Johannesburg. Der Mordprozess gegen den beinamputierten Sportstar Oscar Pistorius hat mit einem harten Schlagabtausch begonnen. Gleich die erste Zeugin der Anklage widersprach am Montag Pistorius' Darstellung jener Nacht, in der seine Freundin Reeva Steenkamp gewaltsam starb. Der 27-Jährige selbst bezeichnete sich zum Prozessauftakt als „nicht schuldig“ im Sinne der Mordanklage. Staatsanwalt Gerrie Nel hingegen betonte, Indizien und Zeugen würden klar die Schuld des südafrikanischen Paralympics-Stars belegen.

Pistorius' Nachbarin Michelle Burger sagte dem Gericht in Pretoria, sie habe in der Tatnacht zunächst Schreie eines Mannes, dann einer Frau und danach Schüsse gehört. „Sie schrie furchtbar und rief um Hilfe“, berichtete Burger. Zwischen den Schüssen später habe es eine größere Pause gegeben. Die Nacht sei „sehr traumatisch“ gewesen.

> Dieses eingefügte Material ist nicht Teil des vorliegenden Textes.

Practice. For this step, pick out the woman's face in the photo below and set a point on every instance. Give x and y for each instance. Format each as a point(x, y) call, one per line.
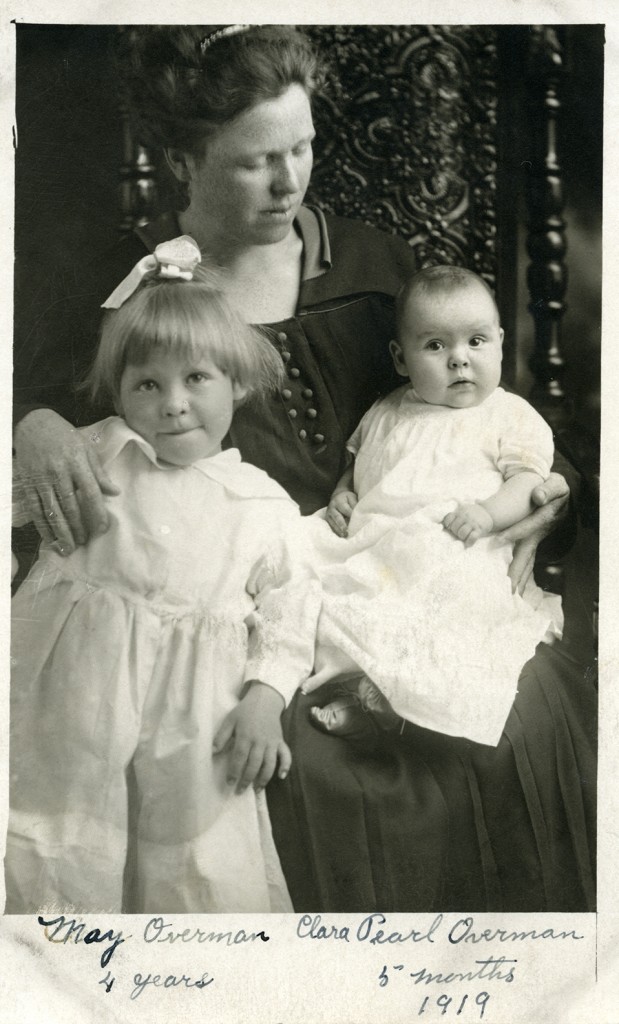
point(249, 184)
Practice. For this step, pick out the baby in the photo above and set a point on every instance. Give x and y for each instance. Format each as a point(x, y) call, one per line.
point(419, 622)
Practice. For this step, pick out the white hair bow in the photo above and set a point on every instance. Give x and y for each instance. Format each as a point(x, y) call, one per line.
point(174, 259)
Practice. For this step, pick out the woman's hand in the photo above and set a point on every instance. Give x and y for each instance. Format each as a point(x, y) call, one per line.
point(551, 499)
point(63, 482)
point(254, 730)
point(339, 511)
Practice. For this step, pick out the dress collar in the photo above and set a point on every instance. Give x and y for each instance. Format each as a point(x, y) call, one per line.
point(310, 223)
point(224, 468)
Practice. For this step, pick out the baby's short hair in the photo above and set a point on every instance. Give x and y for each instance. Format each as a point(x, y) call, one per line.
point(437, 281)
point(189, 317)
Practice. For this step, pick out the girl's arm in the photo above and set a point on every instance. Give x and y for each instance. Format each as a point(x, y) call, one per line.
point(254, 728)
point(509, 505)
point(282, 632)
point(342, 501)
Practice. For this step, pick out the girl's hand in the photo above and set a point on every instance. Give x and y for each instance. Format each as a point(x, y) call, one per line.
point(339, 511)
point(551, 497)
point(254, 730)
point(468, 522)
point(63, 481)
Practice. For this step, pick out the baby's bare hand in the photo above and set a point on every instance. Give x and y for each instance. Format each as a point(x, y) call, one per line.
point(339, 511)
point(468, 522)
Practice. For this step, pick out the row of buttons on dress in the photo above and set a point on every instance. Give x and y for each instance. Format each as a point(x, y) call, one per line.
point(306, 392)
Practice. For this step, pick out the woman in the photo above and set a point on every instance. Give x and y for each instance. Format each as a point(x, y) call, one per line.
point(427, 822)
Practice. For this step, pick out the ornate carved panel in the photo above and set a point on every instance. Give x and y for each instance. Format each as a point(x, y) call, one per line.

„Mein Mann ist auf den Balkon gegangen.(...) Ich habe wieder Schreie gehört. Es war schlimmer als vorher. Sie war sehr verängstigt“, sagte Burger weiter aus. „Ich wusste, dass etwas Schreckliches passieren würde.“ Danach habe sie vier Schüsse gehört. Dies entspricht der Zahl der Schüsse, die Pistorius auf seine Freundin abfeuerte.

Pistorius hatte bisher stets behauptet, er habe in der Tatnacht am 14. Februar 2013 keinen Streit mit seiner Freundin Steenkamp gehabt. Auch will er die Schüsse kurz hintereinander abgefeuert haben. Als er durch die geschlossene Badezimmertür schoss, habe er dahinter einen Einbrecher vermutet. Die Zeugin sagte, sie habe zunächst an einen Überfall im Haus des berühmten Nachbarn geglaubt. Burgers Haus liegt ungefähr 150 Meter vom Domizil des Angeklagten entfernt.

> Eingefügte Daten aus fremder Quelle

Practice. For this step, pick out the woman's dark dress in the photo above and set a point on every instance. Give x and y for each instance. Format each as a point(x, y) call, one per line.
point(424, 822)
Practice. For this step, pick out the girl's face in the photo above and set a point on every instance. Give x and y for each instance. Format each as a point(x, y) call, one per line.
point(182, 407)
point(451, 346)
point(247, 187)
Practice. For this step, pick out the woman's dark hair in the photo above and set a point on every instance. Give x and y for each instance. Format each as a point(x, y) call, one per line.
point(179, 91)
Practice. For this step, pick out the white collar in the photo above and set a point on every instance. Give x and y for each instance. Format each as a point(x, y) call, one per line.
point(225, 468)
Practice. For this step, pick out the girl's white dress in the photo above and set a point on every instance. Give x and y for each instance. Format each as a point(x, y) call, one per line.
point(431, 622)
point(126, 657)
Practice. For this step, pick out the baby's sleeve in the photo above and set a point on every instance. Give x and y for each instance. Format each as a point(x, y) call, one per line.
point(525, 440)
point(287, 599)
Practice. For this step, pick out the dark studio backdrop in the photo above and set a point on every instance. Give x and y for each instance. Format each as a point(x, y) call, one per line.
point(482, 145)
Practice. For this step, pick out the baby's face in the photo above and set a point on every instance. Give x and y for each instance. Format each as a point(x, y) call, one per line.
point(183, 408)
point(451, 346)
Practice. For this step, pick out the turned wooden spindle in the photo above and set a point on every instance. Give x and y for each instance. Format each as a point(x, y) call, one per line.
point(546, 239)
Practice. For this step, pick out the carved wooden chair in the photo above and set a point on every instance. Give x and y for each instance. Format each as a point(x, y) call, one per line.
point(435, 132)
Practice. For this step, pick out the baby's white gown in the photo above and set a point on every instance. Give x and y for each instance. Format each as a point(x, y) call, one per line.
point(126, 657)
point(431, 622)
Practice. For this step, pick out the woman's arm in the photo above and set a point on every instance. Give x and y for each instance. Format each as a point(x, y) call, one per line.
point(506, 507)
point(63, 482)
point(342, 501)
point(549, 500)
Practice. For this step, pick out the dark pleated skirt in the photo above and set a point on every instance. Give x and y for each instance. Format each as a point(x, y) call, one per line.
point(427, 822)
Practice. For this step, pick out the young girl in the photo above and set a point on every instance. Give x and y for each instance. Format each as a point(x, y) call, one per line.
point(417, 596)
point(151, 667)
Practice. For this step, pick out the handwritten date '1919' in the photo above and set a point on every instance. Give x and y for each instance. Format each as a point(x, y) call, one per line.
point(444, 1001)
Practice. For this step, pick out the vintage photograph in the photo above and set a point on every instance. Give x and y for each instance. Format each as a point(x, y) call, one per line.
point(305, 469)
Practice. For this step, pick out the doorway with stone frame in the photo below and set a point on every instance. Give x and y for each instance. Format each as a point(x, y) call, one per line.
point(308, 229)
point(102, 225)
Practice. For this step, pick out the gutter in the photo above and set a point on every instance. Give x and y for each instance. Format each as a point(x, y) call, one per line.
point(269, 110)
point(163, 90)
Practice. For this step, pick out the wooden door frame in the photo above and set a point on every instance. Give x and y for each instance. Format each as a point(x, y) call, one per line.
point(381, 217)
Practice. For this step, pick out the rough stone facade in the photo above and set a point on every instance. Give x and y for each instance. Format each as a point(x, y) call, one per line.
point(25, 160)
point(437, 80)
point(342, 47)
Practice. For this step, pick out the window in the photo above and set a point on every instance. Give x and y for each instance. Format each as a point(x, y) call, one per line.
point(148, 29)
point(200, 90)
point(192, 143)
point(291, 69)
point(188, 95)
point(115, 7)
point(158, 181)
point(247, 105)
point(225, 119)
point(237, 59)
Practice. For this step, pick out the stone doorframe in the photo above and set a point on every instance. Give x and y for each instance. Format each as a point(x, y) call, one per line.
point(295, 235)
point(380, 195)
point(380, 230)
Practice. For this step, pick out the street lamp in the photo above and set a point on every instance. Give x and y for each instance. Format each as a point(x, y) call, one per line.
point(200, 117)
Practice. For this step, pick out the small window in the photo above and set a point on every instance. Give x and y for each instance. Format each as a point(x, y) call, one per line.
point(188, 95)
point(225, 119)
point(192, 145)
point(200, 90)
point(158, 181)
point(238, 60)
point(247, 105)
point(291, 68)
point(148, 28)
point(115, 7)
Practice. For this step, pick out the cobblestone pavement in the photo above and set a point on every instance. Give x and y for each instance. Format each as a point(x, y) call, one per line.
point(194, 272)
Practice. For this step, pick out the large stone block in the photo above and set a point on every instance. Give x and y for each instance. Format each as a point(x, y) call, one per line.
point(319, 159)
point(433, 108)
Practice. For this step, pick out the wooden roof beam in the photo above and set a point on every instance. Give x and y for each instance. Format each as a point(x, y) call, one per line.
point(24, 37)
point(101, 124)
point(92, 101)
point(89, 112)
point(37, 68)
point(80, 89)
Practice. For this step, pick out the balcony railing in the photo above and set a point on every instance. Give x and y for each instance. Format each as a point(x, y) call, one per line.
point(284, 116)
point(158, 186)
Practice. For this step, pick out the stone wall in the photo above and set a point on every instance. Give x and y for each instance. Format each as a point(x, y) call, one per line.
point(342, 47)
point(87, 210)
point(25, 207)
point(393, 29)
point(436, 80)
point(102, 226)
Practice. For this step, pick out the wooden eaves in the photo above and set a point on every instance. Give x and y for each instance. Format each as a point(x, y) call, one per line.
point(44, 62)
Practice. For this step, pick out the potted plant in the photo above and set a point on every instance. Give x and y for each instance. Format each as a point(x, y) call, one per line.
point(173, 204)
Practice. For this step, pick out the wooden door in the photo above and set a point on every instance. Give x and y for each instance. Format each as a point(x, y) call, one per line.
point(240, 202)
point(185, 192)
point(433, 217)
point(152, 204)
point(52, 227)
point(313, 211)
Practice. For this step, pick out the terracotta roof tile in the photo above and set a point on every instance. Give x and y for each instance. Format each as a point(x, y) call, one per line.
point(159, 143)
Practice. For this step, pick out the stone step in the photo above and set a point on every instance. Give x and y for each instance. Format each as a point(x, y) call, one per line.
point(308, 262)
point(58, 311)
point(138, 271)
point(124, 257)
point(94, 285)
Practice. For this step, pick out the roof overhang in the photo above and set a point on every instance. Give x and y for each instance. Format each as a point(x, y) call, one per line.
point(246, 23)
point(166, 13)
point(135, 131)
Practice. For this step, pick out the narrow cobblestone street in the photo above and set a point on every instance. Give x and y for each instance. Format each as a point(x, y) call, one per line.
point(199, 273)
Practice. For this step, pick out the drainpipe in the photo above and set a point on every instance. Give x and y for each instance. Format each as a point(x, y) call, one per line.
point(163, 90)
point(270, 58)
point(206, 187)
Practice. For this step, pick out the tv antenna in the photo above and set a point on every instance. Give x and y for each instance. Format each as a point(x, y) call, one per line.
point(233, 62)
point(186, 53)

Pistorius bezeichnet Schilderung als falsch

Wie zur Mordanklage erklärte der Paralympics-Star auch zum Vorwurf, er habe gegen das Waffengesetz verstoßen, er fühle sich „nicht schuldig“. Einer seiner Verteidiger, Kenny Oldwage, verlas eine Erklärung von Pistorius, in der dieser seine Unschuld beteuert und die Schilderungen der Anklage als falsch bezeichnet: „Sie könnten nicht weiter von der Wahrheit entfernt sein.“

Zuvor hatte der Staatsanwalt Nel den 27-Jährigen des vorsätzlichen Mordes an dem blonden Model Reeva Steenkamp beschuldigt. Der behinderte Profisportler habe seine Freundin mit Absicht und gezielt erschossen, sagte der Ankläger.

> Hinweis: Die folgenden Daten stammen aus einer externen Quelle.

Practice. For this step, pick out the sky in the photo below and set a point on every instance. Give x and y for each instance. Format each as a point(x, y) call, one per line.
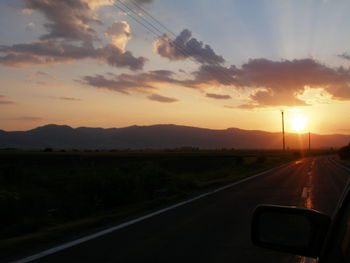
point(211, 64)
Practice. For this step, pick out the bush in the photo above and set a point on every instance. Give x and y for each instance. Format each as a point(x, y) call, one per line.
point(344, 152)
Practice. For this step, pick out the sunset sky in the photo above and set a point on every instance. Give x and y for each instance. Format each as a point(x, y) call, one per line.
point(213, 64)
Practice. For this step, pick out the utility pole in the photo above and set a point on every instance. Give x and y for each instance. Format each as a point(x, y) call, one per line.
point(309, 141)
point(283, 141)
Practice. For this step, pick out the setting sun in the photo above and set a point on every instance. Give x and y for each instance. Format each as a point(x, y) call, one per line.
point(298, 123)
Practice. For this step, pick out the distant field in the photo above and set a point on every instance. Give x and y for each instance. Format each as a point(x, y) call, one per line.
point(47, 194)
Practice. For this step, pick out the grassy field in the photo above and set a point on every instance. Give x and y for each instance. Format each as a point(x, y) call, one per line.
point(45, 195)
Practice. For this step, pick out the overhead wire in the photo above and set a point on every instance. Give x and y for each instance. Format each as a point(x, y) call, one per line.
point(225, 78)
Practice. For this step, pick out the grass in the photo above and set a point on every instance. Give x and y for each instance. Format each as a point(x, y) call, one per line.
point(49, 196)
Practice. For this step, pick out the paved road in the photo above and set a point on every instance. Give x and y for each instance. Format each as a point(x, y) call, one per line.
point(216, 228)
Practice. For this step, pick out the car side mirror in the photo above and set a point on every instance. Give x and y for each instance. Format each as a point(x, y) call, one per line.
point(294, 230)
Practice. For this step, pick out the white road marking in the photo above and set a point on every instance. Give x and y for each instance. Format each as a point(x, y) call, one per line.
point(304, 193)
point(136, 220)
point(339, 165)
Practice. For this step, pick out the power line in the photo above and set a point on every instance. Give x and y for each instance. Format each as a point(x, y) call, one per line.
point(224, 75)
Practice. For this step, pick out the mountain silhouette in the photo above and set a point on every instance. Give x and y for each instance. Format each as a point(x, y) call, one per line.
point(159, 137)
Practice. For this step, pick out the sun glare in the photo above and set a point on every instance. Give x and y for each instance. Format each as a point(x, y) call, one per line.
point(298, 123)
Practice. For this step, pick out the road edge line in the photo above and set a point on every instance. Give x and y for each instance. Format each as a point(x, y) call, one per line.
point(339, 164)
point(81, 240)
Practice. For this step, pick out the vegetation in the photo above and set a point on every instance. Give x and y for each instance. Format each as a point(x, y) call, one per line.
point(46, 190)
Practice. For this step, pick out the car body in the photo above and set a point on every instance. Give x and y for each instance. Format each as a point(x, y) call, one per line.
point(305, 232)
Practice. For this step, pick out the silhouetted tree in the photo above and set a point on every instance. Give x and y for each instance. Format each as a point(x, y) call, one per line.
point(344, 152)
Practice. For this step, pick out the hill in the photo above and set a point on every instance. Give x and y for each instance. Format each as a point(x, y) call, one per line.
point(159, 137)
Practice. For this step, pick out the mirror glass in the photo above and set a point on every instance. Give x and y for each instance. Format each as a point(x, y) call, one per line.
point(290, 230)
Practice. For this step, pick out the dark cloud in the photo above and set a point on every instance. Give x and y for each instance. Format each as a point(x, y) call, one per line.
point(185, 46)
point(283, 81)
point(218, 96)
point(276, 83)
point(159, 98)
point(124, 83)
point(270, 83)
point(68, 19)
point(56, 52)
point(70, 37)
point(345, 56)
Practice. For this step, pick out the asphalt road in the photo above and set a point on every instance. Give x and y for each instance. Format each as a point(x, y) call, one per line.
point(216, 228)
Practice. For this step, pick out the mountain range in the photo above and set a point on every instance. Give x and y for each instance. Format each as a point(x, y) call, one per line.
point(160, 137)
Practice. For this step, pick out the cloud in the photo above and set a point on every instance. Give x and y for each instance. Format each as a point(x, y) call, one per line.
point(159, 98)
point(69, 99)
point(120, 34)
point(275, 83)
point(345, 56)
point(51, 52)
point(30, 26)
point(29, 118)
point(125, 83)
point(70, 37)
point(278, 83)
point(6, 102)
point(143, 1)
point(185, 46)
point(218, 96)
point(68, 19)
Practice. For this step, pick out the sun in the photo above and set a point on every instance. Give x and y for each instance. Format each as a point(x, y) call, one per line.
point(298, 123)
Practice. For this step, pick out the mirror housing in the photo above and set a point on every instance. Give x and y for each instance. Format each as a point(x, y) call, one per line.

In der ersten Reihe des Zuschauerraums saßen unter anderen sein Bruder Carl und seine Schwester Aimée sowie die Mutter von Reeva Steenkamp, June. Diese hatte in einem Zeitungsinterview von Montag erklärt, sie könne sich vorstellen, Pistorius zu verzeihen, wolle dem Täter aber vorher in die Augen blicken.„Ich werde bereit sein, ihm zu vergeben“, sagte June Steenkamp der Zeitung „The Star“. „Aber zuvor will ich ihn zwingen, mich anzublicken, damit er den Kummer und den Schmerz sieht, die er mir bereitet hat“, sagte die 67-Jährige.

15 Verhandlungstage angesetzt

Der Prozess, der auf zunächst 15 Verhandlungstage angesetzt ist, wurde erstmals von mehreren südafrikanischen Fernsehsendern live übertragen. 300 Journalisten aus dem In- und Ausland hatten sich angesagt. Im Gerichtssaal waren 80 zugelassene Reporter.

Die Verhandlung unter dem Vorsitz der Richterin Thokozile Masipa begann nach Gerichtsangaben wegen der Abwesenheit eines Übersetzers mit 90 Minuten Verspätung. Zudem soll eine Frau versucht haben, dem Gericht neues Entlastungsmaterial über Pistorius zu übergeben.

Pistorius war 2012 bei den Olympischen Sommerspielen in London zu Weltruhm gelangt, als er beim Sprint der unversehrten Athleten antrat. Der Prozess soll wegen des riesigen öffentlichen Interesses zeitweise live im Fernsehen und Radio übertragen werden. In Pretoria sind hunderte in- und ausländische Journalisten, um über den spektakulären Fall zu berichten.